By JOHN T. WARD
Basil’s owner Vic Rallo Jr. tells redbankgreen he’s repurposing his Riverview Avenue eatery he founded in 1987 with his brother and late father to mirror a dining style he’s come to appreciate on repeated trips to his ancestral home for his television show, “Eat, Drink, Italy.”
Overhauling a successful restaurant, and taking a flyer on a concept that affects everything from the menu to the awnings? Is Rallo nuts? Apparently, we’re not the first to ask.
“I’ve heard it all,” Rallo said. “My friends are saying, ‘You’re out of your mind.’ Or ‘did you go bankrupt?’ ‘Are you a heroin addict? Getting a divorce?'”

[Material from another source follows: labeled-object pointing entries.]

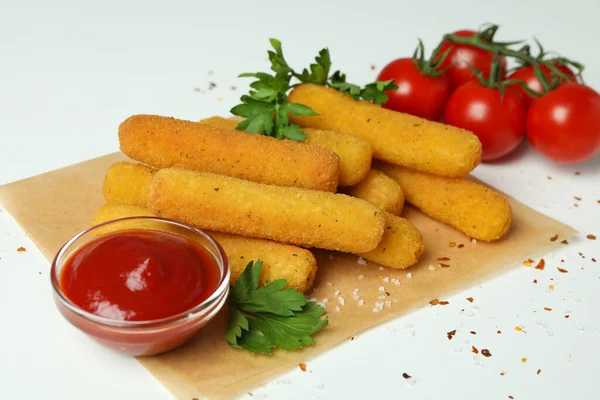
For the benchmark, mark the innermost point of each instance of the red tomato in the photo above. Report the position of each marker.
(417, 94)
(497, 120)
(564, 125)
(527, 75)
(462, 55)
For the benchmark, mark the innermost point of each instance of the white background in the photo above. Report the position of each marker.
(70, 72)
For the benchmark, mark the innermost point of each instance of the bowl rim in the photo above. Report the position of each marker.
(190, 314)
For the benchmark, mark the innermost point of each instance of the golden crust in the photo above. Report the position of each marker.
(474, 209)
(281, 261)
(303, 217)
(401, 246)
(355, 153)
(128, 183)
(396, 137)
(379, 189)
(168, 142)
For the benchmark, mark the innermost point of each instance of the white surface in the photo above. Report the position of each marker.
(72, 71)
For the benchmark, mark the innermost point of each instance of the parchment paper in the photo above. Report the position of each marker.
(52, 207)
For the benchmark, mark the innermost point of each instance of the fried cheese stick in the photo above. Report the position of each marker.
(281, 261)
(302, 217)
(355, 153)
(396, 137)
(381, 190)
(474, 209)
(401, 246)
(168, 142)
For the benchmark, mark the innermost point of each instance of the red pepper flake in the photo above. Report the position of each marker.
(541, 264)
(528, 263)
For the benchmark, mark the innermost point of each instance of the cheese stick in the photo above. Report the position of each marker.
(401, 246)
(396, 137)
(355, 153)
(302, 217)
(281, 261)
(474, 209)
(164, 142)
(381, 190)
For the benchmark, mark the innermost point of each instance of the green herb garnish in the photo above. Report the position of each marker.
(261, 319)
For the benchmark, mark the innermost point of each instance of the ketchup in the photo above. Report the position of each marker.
(139, 275)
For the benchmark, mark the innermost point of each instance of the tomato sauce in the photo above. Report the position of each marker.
(139, 275)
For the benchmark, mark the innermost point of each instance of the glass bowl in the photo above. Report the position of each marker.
(142, 338)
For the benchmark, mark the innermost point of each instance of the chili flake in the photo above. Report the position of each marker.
(541, 264)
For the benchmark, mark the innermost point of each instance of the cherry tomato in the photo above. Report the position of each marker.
(417, 94)
(527, 75)
(564, 124)
(461, 56)
(497, 120)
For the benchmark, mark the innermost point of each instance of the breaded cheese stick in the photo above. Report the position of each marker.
(128, 183)
(281, 261)
(381, 190)
(396, 137)
(401, 246)
(355, 153)
(476, 210)
(168, 142)
(307, 218)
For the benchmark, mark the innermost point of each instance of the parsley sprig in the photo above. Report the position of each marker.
(261, 319)
(266, 108)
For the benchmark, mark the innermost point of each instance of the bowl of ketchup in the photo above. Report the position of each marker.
(140, 285)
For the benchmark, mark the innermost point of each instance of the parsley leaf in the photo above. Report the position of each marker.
(263, 318)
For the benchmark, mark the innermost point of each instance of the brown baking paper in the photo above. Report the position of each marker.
(52, 207)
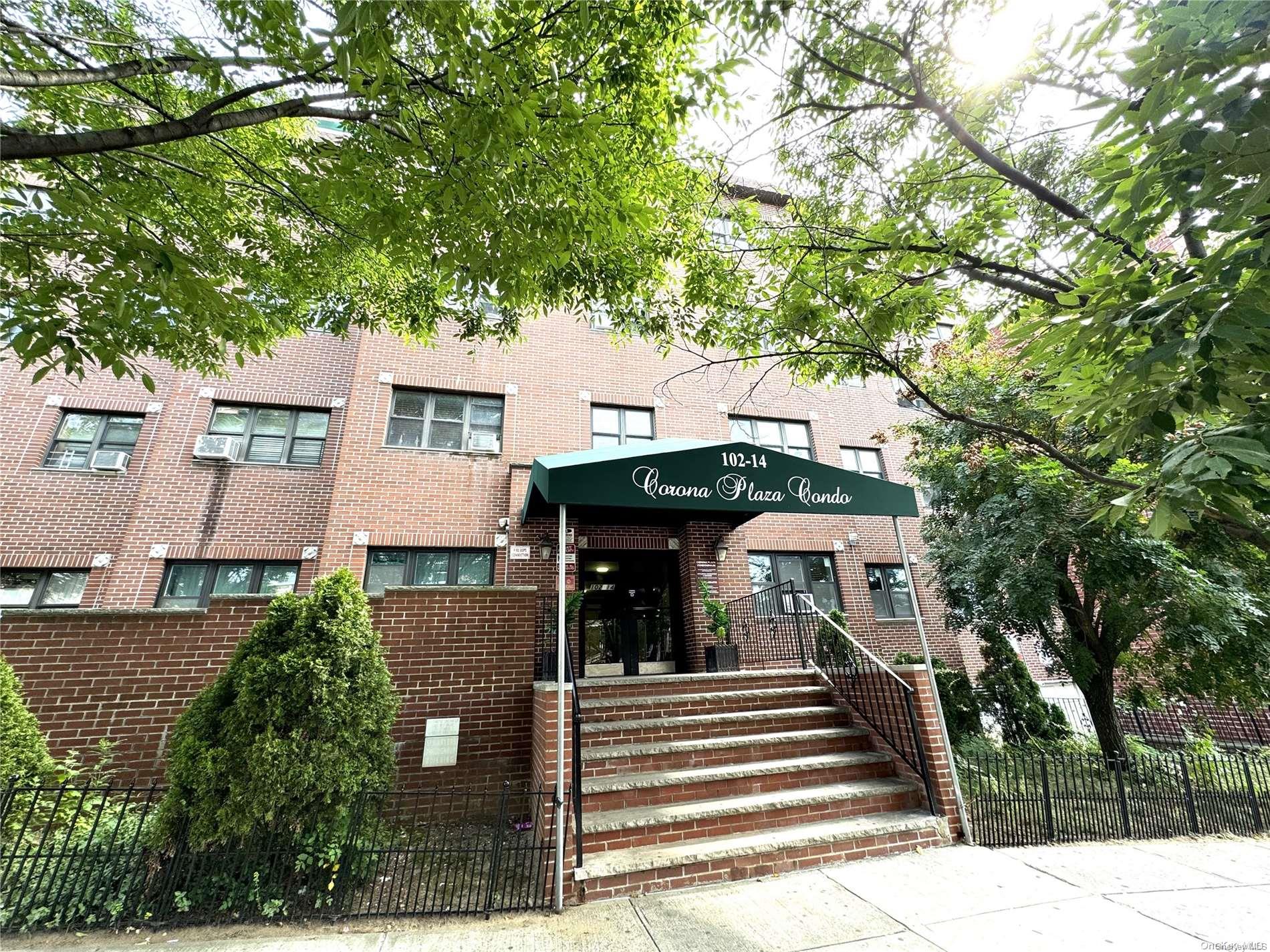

But Rallo says both American dining styles and the economy have changed in recent years, as more diners seek out a healthier approach to eating. He says he’s found that approach in Italy, where there’s a bottle of wine – and increasingly, beer – on the dinner table, and the emphasis is on smaller portions of fresh food.
So where Basil’s has boasted an extensive wine list of bottles priced from $30 to $500, Birravino will carry a 125 wines, none priced higher than $50, Rallo said. And instead of featuring just three of its in-house beers, the new concept will add two “guest taps” and 50 craft brews.
The food menu will replicate the typical Mediterranean offerings at portion sizes that enable diners to sample three or more courses without busting a belt or a wallet, Rallo said. No entree will be priced above $24, he said.
While Basil’s is doing well, Rallo said, sticking with the status quo could lead to the economic equivalent of the La Brea Tar Pits, “and I don’t want to be a dinosaur,” he said.
Birravino – the name is a portmonteau of the Italian words for beer and wine – is scheduled to open September 1.